Some types of machine learning models, such as Random Trees, include methods for producing predictor importance measures. For others, such as regression models like linear and logistic regression, measures of predictor importance are not built into
the algorithms. The IBM SPSS Spark Machine Learning Library features a separate
PredictorImportance option that can be applied
after fitting these models. To do this, you would replace the code in Step 2 in the example with code (for the linear regression example, where the model is named linearRegressionModel and the data frame is named data):
val linearRegressionPMML = linearRegressionModel.toPMML() import com.ibm.spss.ml.utils.PredictorImportance val pi = PredictorImportance(linearRegressionPMML) val piModel = pi.fit(data) val piPMML = piModel.toPMML() import com.ibm.spss.scala.ModelViewer val html = ModelViewer.toHTML(pc,piPMML,Option(linearRegressionModel.statXML)) kernel.magics.html(html)

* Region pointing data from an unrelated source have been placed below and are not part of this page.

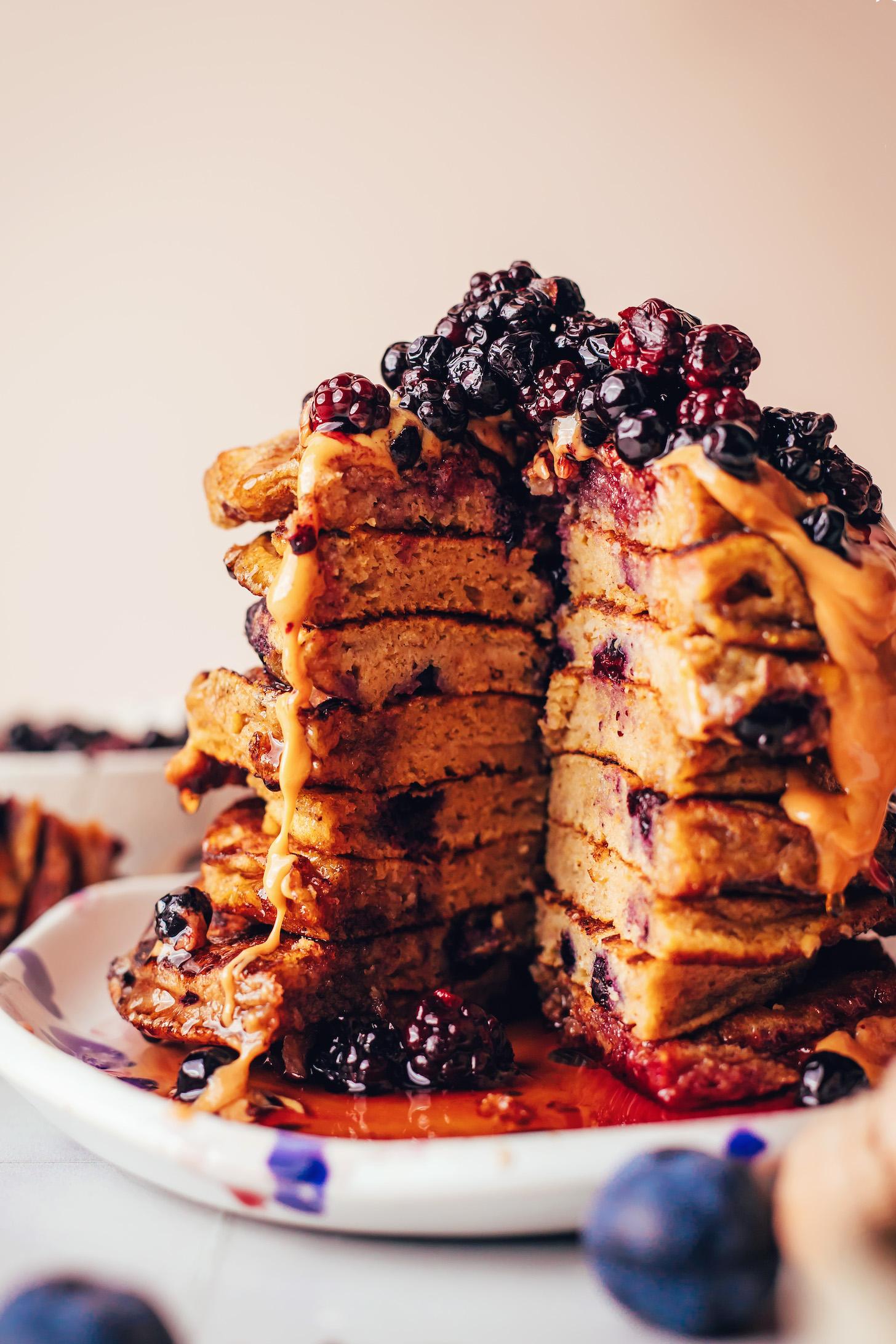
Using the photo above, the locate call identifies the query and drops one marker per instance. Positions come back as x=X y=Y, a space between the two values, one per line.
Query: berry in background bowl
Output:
x=112 y=773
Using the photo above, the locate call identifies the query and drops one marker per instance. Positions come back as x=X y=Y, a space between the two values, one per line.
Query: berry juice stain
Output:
x=554 y=1089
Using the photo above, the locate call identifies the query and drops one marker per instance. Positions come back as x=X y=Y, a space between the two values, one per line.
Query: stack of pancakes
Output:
x=681 y=895
x=417 y=841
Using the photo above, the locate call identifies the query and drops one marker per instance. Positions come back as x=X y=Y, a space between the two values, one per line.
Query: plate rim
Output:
x=236 y=1155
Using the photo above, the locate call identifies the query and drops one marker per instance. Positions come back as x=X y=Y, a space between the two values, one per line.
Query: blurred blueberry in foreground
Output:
x=684 y=1241
x=73 y=1312
x=745 y=1144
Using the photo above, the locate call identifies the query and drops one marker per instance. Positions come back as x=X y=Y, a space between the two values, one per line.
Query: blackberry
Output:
x=826 y=526
x=652 y=338
x=796 y=429
x=350 y=402
x=358 y=1055
x=456 y=1045
x=518 y=355
x=394 y=363
x=554 y=391
x=641 y=437
x=441 y=409
x=829 y=1077
x=452 y=328
x=198 y=1069
x=430 y=354
x=593 y=417
x=798 y=466
x=527 y=310
x=718 y=355
x=183 y=918
x=563 y=295
x=708 y=405
x=520 y=273
x=487 y=393
x=588 y=340
x=623 y=393
x=732 y=447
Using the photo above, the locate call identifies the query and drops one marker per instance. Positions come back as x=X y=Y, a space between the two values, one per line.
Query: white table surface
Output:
x=225 y=1280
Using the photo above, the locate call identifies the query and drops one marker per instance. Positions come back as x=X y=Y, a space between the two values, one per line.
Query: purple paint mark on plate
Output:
x=745 y=1144
x=93 y=1053
x=37 y=980
x=300 y=1172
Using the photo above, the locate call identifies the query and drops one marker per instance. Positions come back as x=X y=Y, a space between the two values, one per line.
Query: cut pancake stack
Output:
x=681 y=894
x=415 y=843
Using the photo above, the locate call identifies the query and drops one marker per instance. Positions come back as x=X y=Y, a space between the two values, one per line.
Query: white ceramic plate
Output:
x=63 y=1046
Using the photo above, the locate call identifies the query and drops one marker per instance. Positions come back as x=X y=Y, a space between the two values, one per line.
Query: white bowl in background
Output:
x=127 y=792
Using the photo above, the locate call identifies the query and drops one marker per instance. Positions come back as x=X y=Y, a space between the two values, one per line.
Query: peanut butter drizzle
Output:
x=289 y=601
x=855 y=605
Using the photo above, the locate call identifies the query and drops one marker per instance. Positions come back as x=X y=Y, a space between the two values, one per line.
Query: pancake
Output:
x=370 y=572
x=343 y=897
x=305 y=982
x=750 y=1054
x=739 y=589
x=420 y=741
x=628 y=724
x=372 y=663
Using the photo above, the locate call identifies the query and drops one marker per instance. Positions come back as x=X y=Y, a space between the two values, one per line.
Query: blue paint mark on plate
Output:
x=300 y=1172
x=94 y=1053
x=37 y=980
x=745 y=1144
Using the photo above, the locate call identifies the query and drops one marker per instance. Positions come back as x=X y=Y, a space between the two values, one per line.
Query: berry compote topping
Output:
x=350 y=402
x=563 y=295
x=183 y=918
x=797 y=444
x=829 y=1077
x=593 y=417
x=441 y=409
x=554 y=391
x=518 y=355
x=732 y=447
x=826 y=526
x=198 y=1069
x=641 y=437
x=430 y=354
x=358 y=1055
x=652 y=338
x=708 y=405
x=718 y=355
x=456 y=1045
x=487 y=391
x=394 y=363
x=588 y=342
x=623 y=394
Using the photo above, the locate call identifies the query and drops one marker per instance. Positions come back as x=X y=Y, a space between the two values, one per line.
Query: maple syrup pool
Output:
x=555 y=1087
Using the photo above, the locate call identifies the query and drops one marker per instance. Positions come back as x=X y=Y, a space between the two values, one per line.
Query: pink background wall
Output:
x=210 y=206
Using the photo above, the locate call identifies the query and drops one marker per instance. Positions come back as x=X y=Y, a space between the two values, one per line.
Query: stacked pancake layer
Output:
x=681 y=893
x=414 y=849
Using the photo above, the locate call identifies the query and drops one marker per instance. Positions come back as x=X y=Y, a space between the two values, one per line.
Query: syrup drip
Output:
x=289 y=601
x=855 y=605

The three sections of code perform the following steps:
- The first line creates a PMML object linearRegressionPMML containing the PMML output from the linear regression model.
- The middle block of code imports the Predictor Importance function, applies it to the data frame data and the existing PMML file linearRegressionPMML and produces a new PMML object containing the predictor importance values in addition to the information from the linear regression.
- The last section calls the ModelViewer method, specifying use of the new PMML file and the original statXML file that was automatically produced in running the linear regression model.